ZFS concerns

hfromM · Dec 4, 2014

Hello

I have setup my freeNAS system and I am quite happy with it so far, I use 2 x 4TB drives in a mirror setup. I went through the cyberjock's ZFS guide and I stumbled upon this passage:

"When a VDev can no longer provide 100% of its data using checksums or mirrors, the VDev will fail. If any VDev in a zpool is failed you will lose the entire zpool with no chance of partial recovery. (Read this again so it sinks in)"

I have trouble understanding this. For instance I plan on using a smaller single disk with ZFS on it for data I really don't care about much, I deliberately take drive failure as an option in this case.
I will perform regular scrubs on this single drive, what happens if the scrub detects some checksum irregularities for some files? According to the statement above this sounds disastrous.
Also does a checksum error mean the file is not accessible anymore?

I don't need any features besides scrubs of ZFS, is ZFS really a good option for me then? It seems like some overkill and in case of unexpected disk/boot/mount troubles I would have to go through quite some hassle compared to an NTFS disk that I could just plug into someones PC and restore files. I just want a simple reliable storage for my mirror array and less reliable storage for a smaller disk.

Thank you

Ericloewe · Dec 4, 2014

Of course the file is no longer available if it has a checksum error (the whole pool will probably need to be destroyed as well). What's the point of trying to open a file that is not correct?

Have you ever tried to corrupt a random file and see what happens?

ZFS is designed to maintain integrity. You cannot maintain integrity without mirrors or similar setups. But that applies to NTFS as well, difference being it'll happily pass you whatever corrupted crap happens to be on the disk.

hfromM · Dec 4, 2014

The whole pool will need to be destroyed? Let's say there is a single file with a checksum error, in the statement that I quoted above it sounds like your whole vdev and then the pool will automatically fail. To be more specific:
-Will I still be able to access all other unharmed files to copy them somewhere?
-Should I choose UFS over ZFS for a single drive?

Ericloewe · Dec 4, 2014

It won't fail outright, typically, but don't expect it to be reliable.

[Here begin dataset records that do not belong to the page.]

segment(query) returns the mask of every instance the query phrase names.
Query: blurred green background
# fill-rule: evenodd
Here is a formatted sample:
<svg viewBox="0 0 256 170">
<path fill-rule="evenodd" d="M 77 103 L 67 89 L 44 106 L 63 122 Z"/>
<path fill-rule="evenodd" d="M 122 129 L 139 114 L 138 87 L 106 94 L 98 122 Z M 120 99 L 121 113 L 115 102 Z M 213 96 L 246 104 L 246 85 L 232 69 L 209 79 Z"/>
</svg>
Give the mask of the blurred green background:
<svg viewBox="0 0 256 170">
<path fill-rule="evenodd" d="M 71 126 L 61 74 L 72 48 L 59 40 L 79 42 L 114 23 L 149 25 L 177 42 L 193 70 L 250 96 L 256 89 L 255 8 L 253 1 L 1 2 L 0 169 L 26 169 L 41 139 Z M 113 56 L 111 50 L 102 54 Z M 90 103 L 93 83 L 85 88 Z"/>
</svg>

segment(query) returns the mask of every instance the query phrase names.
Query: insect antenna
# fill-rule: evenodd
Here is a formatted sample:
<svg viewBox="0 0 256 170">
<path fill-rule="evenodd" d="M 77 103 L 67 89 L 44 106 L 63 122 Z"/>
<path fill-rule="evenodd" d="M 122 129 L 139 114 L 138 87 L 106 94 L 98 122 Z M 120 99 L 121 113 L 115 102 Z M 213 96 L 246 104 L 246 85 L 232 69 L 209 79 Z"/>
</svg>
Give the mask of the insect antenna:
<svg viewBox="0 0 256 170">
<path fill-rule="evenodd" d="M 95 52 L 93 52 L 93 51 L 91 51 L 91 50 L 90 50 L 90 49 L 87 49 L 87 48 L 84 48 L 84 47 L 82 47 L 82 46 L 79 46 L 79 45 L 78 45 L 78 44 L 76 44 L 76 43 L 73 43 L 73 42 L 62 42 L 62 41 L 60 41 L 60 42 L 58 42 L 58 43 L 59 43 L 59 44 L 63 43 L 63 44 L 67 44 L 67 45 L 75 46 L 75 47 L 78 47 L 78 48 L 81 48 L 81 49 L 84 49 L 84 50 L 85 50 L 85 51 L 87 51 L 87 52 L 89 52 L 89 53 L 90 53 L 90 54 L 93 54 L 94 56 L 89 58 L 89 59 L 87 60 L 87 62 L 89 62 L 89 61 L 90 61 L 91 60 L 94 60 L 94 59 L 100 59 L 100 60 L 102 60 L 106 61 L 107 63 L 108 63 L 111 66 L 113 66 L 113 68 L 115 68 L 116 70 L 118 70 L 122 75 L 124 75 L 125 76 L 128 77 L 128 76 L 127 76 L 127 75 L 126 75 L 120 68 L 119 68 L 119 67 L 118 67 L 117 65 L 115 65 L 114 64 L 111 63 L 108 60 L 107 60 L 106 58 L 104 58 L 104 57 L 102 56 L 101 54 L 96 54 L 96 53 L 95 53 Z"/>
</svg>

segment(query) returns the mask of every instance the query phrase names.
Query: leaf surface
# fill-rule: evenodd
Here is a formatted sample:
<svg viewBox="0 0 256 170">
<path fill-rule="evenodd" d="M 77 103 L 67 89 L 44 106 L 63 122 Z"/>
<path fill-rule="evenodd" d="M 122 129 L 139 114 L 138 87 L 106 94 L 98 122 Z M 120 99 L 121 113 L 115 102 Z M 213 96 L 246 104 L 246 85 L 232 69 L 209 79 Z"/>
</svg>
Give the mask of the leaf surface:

You can also forget about UFS, as it's no longer supported in 9.3

L · Dec 4, 2014

So this is just the same as any other filesystem. If I lose both disks in a mirror(100%), I will lose all the data. If I have 10 mirrored pairs and I lose a whole pair(both sides).

There is no filesystem/volume manager on the planet that will be able to provide redundancy when all the redundancy is gone.

SirMaster · Dec 4, 2014

You could enable multiple copies on the single-disk zpool so that if there is a checksum error in a file, the file will likely be able to be repaired from the other copy.

You should not have to destroy the zpool if you have a corrupted file even if you only have a single-disk zpool with copies set to 1. ZFS will tell you which file is corrupted and unrecoverable and you just need to delete that file as well as any snapshots that reference that file. Your zpool will then be happy again.

Only if your metadata gets corrupted will you need to destroy the zpool (because it will likely be unable to import). This is less likely to happen because by default 2 copies of metadata are kept even on a single-disk zpool. Also if you have copies set to 2 for instance then 3 copies of the metadata are kept by default (copies+1).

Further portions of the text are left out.